I have given suggestions numerous times. I don't mind because in the end Elastic becomes a better product but at the same time I am a paying customer, I expect documentation to at least give me basic working examples. In case of ILM that simply isn't the case. I now have one policy that for some reason works and another one that doesn't even though I followed the exact same steps. Logstash trows an alias related error but than the next problem is the logstash documentation doesn't really explain how, or if you need to set up the ilm inside logstash as well.
At this point I pretty much wasted a day on trying to figure something out which should be very simple. Your UI lets you create a policy and link a index. It doesn't mention anything else being required but that simply won't work.
@Sjaak01 ILM uses a poll interval of 10 minutes (indices.lifecycle.poll_interval) which defaults to 10 minutes.
The times in the phases are expected to be (considerably) larger than that, as @stephenb said. Your rollover with 1m and deletion with 5m is not helping that and could cause issues.
We don't recommend changing this value for production, but for a test you could set it to 1 minute.
Make your rollover be 2 or 3 minutes and your deletion 5 minutes.
Also your Logstash output is pointing to the ILM settings AND to the index name. So there might be a conflict, or simply the ILM settings are being ignored, making ingestion always happen in v2-testdiag-000001, not in the alias, which should change after rollover.
Remove the index name in the test. Logstash will create the index with the proper name and policy and actually write to the rollover alias, not to the first index as you specified.

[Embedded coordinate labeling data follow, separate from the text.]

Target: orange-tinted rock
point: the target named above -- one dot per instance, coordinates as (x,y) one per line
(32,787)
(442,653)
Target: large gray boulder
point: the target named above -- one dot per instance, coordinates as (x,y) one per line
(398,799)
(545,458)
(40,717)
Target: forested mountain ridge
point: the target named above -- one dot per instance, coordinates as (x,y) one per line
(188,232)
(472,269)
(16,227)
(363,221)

I want to apoligize because I was overly rude in my previous post.
I gave it some time and looked at it again and everything is working now. As mentioned before, the ILM can be a bit slow so for anyone that wants to test, I suggest 1 hour intervals.
What I had to do is is 1) create a index template 2) create the ILM 3) manually create the first index matching the template. The latter seems to be important for ILM to actually work.
It might be a idea to make the explanation in the GUI a bit clearer because its easy to think just setting it up using the UI is enough.